О Боже. Что я творю?! Стараясь пересилить свои желания, я попытался отпрянуть, но Лера вдруг обхватила мои плечи:
— Только не уходи, — в ее голосе звучал неподдельный страх. — Не сейчас…
— Куда же я теперь уйду? — прохрипел я. — Столько глупостей наделал.
— Мы только начали, а ты уже жалеешь? — с болью в голосе выдавила она.
— Дурочка, — я коснулся губами ее лба. — Я боюсь лишь, что ты станешь жалеть потом.
— Раз уже все равно поздно, то давай доведём это до конца…
ЛЕРА
Сейчас я не могла ни о чем думать. Как собственно и всегда в его присутствии.
Только его сильные руки, что сжимают мою плоть. Хриплые стоны, что свидетельствовали о том, как ему хорошо со мной. Тяжесть его тела, что вжимала меня в жесткий матрас.
Я тянулась к нему всем естеством. Неумело. Инстинктивно.

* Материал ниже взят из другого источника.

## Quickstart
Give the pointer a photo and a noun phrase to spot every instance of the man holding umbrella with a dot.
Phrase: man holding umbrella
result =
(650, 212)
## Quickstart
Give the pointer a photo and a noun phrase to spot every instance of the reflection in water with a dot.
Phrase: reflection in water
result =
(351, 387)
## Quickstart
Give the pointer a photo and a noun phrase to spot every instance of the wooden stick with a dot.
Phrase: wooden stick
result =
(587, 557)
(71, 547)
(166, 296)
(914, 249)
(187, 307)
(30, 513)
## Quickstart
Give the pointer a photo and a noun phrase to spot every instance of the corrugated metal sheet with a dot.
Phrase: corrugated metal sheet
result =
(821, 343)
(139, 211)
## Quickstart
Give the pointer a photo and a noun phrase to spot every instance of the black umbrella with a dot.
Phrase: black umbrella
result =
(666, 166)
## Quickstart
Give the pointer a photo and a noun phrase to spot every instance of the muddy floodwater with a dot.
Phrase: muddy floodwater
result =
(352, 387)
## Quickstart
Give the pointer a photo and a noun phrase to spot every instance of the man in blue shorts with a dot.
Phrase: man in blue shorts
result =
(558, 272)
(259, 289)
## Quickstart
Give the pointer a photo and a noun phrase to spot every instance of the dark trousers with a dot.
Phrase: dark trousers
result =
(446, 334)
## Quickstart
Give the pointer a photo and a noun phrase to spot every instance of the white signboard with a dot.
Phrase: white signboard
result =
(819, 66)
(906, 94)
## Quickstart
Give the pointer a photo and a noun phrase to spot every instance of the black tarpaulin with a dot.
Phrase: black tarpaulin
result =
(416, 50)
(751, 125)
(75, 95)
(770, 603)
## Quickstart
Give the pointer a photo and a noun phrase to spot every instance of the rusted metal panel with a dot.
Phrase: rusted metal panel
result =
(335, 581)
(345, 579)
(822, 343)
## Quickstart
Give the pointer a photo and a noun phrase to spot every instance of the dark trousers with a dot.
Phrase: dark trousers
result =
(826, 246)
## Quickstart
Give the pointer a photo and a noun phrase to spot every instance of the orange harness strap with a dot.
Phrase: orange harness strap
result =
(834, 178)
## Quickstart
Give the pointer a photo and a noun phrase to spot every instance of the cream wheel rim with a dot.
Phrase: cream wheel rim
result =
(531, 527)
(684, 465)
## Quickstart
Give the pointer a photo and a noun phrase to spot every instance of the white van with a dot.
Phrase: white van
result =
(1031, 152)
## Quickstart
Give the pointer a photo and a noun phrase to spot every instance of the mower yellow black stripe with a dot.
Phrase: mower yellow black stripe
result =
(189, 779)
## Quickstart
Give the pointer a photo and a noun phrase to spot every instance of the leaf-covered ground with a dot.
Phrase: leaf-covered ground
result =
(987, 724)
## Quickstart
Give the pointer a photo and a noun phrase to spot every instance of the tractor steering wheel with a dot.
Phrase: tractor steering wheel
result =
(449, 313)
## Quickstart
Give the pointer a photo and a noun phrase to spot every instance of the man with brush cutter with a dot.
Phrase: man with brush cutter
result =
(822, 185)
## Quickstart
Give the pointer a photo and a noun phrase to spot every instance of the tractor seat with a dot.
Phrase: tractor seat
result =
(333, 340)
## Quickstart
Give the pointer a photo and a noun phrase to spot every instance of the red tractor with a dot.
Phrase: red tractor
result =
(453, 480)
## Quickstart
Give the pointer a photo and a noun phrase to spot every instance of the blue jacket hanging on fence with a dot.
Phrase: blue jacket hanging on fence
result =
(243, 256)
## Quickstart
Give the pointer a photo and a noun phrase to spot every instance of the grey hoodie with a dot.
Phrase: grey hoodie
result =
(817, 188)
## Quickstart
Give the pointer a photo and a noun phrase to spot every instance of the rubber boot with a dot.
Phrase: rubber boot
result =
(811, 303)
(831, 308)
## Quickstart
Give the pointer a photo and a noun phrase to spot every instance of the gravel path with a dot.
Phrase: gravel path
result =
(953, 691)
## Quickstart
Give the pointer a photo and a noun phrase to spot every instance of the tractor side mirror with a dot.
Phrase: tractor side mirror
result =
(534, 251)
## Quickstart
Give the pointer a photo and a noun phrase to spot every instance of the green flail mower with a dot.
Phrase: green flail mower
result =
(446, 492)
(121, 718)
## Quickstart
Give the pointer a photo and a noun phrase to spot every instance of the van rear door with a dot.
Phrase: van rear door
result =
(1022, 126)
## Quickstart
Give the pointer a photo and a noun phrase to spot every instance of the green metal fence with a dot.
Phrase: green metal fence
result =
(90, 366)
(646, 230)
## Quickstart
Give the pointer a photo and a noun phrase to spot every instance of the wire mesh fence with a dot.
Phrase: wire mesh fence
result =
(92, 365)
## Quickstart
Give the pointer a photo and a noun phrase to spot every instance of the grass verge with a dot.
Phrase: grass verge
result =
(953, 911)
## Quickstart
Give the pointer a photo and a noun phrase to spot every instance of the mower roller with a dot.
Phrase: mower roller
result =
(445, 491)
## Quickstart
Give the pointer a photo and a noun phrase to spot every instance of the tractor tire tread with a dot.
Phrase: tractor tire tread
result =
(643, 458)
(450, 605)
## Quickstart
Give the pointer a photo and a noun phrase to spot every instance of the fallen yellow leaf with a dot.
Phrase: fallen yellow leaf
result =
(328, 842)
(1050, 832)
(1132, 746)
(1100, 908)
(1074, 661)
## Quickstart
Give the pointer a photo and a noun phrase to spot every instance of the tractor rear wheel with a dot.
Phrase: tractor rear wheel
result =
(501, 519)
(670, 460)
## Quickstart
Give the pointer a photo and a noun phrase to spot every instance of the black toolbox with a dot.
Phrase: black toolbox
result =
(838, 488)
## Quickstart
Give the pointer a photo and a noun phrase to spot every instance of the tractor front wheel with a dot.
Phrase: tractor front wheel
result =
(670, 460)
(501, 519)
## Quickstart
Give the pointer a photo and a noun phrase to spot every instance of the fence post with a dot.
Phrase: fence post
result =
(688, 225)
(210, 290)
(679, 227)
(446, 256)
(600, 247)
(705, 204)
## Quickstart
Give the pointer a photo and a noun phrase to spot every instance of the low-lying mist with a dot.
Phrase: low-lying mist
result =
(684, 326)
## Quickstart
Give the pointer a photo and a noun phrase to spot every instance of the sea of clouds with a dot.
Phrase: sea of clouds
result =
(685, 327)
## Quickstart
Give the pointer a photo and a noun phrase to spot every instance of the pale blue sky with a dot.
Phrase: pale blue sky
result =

Но его отклик позволял мне действовать смелее.
— Лерочка, — прошептал он, упираясь лбом в мой лоб, — что же я наделал…
— Я… кажется, — чувствуя, как сознание плавится от его настойчивых действий, я едва могла говорить, — люблю тебя, Константин Дмитриевич…
— Ммм, — он сдавлено застонал, накрывая мои губы своими.
Я почувствовала, как в голове стали взрываться фейерверки. Тело словно воспарило, а затем вновь рухнуло на кровать. И тяжелая голова легла мне на грудь.
— Что ты такое говоришь, глупышка? — пробормотал Костя, немного отдышавшись. — Это все неправильно.
Я напряглась.
Чувствовала, как хрупкое счастье, которое затаилось во мне, готово вот-вот раскрошиться.
— Ты не можешь… любить меня, — Костя поднял голову и заглянул мне в глаза. — Я тебе вечно жизнь порчу. Даже сейчас… Ты ведь до сих пор пьяна, поэтому даже не способна осознать, какую ошибку я совершил. Я воспользовался…
— Заткнитесь уже, Константин Дмитриевич, — прошипела я, пытаясь выбраться из его объятий. — Если бы я не думала об этом в трезвом рассудке, ни за что не совершила бы даже будучи пьяной в стельку!